As minhas lágrimas regam os sentimentos mais puros e verdadeiros e me fazem renascer a cada nova estação. (Mônica Caetano Gonçalves Maio/2011)
Registro na Biblioteca Nacional nº: 570.118

sábado, 23 de novembro de 2013

O despertar das sementes

Imagem: “L’hommequiplantaitdesarbres – Fréderic Back


Foi sem consentimento expresso, sem que a busca estivesse à flor da consciência que planejei o voo que me levaria a outra serra, de montanhas outras. Pousei suavemente numa manhã muito azul e mais quente do que as primaveras deveriam permitir, que logo se tornou tarde de encontros e boa prosa sob as sombras das árvores, fartas em nossa caminhada.

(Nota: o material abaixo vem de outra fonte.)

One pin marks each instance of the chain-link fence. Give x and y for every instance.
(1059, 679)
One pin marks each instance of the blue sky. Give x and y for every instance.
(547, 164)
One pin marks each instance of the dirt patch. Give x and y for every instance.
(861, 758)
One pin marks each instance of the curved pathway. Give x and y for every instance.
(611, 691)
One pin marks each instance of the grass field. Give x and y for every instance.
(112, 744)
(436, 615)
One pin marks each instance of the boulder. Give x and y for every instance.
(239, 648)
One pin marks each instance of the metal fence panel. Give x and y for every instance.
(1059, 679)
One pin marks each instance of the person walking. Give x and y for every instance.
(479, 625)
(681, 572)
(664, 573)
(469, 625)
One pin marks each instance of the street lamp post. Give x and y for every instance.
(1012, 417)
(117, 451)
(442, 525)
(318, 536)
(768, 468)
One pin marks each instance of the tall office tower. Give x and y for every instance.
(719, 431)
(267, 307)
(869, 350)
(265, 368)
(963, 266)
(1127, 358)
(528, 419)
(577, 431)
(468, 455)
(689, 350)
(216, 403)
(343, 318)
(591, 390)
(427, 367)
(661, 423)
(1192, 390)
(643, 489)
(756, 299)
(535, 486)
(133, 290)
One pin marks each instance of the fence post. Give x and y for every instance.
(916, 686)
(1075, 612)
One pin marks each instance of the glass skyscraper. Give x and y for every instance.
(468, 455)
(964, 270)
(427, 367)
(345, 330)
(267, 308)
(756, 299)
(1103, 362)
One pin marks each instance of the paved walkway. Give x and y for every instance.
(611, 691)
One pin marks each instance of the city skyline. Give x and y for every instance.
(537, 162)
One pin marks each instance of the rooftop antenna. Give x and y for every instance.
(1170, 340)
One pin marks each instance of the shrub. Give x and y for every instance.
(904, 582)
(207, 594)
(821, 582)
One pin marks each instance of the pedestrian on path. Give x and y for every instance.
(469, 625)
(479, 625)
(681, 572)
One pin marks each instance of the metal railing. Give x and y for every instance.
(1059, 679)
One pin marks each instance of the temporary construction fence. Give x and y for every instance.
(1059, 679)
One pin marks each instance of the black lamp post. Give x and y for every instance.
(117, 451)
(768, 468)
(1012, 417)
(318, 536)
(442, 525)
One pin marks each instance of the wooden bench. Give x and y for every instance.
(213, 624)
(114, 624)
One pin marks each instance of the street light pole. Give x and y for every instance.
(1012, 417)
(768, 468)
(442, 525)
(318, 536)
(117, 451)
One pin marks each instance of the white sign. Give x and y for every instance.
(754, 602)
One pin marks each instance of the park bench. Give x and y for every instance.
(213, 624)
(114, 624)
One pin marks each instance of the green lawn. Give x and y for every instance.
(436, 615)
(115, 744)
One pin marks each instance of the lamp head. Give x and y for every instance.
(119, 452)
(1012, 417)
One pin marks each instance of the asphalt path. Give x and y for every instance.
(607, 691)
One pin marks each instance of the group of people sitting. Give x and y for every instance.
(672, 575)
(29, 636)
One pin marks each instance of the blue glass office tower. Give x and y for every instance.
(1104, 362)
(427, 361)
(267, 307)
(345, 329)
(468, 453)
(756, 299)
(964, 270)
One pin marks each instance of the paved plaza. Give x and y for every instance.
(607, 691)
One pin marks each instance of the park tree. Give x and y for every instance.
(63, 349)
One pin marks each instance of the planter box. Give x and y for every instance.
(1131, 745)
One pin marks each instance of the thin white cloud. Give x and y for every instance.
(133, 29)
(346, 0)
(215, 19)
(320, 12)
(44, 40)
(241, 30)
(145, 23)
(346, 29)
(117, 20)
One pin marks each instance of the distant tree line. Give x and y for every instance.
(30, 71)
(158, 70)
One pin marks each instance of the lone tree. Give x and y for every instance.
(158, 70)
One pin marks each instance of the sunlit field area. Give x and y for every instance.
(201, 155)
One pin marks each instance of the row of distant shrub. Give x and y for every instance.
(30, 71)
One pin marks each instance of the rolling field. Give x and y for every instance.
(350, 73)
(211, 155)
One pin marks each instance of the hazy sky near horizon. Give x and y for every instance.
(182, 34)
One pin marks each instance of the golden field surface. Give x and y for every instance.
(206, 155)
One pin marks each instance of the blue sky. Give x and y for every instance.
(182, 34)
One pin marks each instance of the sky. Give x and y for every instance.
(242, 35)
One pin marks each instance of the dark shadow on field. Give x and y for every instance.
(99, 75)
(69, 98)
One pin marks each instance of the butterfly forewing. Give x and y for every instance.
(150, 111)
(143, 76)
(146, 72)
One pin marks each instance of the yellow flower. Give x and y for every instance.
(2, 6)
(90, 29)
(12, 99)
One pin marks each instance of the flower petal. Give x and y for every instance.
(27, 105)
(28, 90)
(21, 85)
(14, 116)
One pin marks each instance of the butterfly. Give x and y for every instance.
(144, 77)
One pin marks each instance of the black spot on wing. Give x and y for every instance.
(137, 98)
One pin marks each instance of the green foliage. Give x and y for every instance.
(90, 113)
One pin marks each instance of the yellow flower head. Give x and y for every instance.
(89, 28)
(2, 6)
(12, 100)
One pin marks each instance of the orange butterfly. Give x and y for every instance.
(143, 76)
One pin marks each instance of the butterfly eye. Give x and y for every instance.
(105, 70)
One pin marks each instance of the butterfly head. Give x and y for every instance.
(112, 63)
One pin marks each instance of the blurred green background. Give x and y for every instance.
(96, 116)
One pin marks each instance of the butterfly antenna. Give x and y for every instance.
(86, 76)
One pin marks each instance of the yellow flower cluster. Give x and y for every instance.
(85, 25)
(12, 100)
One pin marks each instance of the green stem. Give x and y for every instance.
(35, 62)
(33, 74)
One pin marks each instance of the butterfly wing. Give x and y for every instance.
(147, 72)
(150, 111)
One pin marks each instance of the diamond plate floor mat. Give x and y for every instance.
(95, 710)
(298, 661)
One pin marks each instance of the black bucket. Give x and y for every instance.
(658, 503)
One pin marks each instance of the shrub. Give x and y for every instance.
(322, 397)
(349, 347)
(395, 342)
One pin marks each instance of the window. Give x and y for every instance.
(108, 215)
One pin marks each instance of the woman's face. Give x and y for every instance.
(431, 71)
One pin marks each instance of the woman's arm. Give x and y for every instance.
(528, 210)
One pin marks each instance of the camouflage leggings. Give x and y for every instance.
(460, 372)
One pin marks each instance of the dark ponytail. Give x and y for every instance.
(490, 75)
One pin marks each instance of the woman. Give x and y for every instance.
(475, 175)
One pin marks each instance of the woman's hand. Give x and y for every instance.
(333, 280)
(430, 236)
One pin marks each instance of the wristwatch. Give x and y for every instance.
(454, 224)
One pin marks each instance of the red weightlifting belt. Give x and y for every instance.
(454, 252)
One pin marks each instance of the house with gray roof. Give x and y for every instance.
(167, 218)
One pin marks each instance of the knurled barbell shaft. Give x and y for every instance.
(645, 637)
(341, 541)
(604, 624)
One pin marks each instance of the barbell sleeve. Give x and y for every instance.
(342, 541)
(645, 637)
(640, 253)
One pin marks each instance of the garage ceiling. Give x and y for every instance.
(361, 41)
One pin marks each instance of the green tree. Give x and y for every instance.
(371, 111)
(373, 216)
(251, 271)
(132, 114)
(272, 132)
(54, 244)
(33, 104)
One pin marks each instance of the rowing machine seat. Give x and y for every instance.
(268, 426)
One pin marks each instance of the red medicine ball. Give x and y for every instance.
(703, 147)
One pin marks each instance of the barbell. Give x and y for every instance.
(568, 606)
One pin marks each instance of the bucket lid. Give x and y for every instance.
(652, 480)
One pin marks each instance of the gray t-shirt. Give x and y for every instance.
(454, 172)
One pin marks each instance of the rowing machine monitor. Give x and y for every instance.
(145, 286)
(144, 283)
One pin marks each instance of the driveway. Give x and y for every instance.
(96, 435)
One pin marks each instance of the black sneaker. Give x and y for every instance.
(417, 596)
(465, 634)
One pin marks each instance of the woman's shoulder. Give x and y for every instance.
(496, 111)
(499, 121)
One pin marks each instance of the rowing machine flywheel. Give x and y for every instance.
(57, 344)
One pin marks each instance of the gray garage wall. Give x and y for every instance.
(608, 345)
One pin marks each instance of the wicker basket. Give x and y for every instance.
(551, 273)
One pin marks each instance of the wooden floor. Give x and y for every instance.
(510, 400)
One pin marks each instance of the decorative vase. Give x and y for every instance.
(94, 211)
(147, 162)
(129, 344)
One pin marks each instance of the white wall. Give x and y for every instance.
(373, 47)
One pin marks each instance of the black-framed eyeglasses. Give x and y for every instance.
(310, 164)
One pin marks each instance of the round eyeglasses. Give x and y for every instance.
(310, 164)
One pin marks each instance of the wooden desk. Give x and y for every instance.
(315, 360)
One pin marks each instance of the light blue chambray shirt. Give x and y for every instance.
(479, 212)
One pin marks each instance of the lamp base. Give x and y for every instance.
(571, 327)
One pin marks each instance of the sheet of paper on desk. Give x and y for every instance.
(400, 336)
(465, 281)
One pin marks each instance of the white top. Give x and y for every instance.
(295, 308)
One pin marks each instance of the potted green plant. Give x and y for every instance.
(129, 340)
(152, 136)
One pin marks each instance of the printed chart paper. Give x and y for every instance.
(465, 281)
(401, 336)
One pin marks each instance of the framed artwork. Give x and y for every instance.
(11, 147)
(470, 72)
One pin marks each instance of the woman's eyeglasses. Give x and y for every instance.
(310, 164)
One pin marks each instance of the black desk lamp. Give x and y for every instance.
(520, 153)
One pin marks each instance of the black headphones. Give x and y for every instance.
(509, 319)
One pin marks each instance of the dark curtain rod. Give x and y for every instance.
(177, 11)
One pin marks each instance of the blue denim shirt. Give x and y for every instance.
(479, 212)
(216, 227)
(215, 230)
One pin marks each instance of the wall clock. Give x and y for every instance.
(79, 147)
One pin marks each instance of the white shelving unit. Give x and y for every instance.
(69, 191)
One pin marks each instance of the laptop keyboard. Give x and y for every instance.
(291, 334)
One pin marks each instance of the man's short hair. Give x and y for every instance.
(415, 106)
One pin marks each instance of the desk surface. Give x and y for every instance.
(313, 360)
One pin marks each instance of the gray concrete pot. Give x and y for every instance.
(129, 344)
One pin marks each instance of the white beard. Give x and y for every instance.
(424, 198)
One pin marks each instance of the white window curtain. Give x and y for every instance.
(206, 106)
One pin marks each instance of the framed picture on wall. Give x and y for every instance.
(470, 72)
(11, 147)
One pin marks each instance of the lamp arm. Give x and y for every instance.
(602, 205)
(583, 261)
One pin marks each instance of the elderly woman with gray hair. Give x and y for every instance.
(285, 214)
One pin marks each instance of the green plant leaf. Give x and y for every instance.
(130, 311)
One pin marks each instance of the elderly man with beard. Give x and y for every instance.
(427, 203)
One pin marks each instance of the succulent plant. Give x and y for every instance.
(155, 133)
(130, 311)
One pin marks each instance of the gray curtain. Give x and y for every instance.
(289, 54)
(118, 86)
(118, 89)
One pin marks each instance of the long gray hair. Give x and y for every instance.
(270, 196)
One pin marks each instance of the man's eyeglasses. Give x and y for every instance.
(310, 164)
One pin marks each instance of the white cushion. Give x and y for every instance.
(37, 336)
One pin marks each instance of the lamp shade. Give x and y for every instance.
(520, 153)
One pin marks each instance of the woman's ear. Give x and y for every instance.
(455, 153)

A casa e seus viventes receberam-me como se estivesse de volta depois de uma longa viagem. Pelas janelas, descortinava-se o vale de verde imenso riscado pelo rio que serpenteava até onde a vista alcançava, perdendo-se entre as curvas de montanhas sobrepostas além e por elas filtrava-se a luz morna que trazia um mundo de fora para dentro, inundado de perfumes e cantos silvestres.

Havia um encantamento único, vindos das mãos calejadas e suaves do homem que plantava árvores e cultivava amigos. Singular em sua obra, fez da leveza de suas mãos que conduzem a pena através de suas tantas histórias, a força que semeia o chão ávido de sombras generosas. Foi inevitável associá-lo à história fantástica, mas real, da vida de Elzéard Bouffier contada pelo romancista francês Jean Giono, que certamente encontraria em sua biblioteca - que pousada sobre um mezanino - parecia flutuar sob o telhado rústico, uma entre suas peripécias criativas que me proporcionou bons momentos com Ezra Pound, entre seus milhares de livros.

Conduziu-me gentilmente, creio que intuitivamente, a encontrar-me sem que me procurasse, ao ensinar-me a acordar as sementes. Trouxe comigo como lembrança, o perfume das andirobas e buritis e a renovada certeza que entre tantos ineptos e insossos, há os raros que muito fazem em seu pouco, marcando silente e indelevelmente seus caminhos pelo mundo, não com pedrinhas a serem seguidas, mas semeando a esperança dos frutos a serem colhidos adiante. Tão raros que não alardeiam feitos em busca de honrarias vãs, são simplesmente, inteiros, plenos de vida como sementes.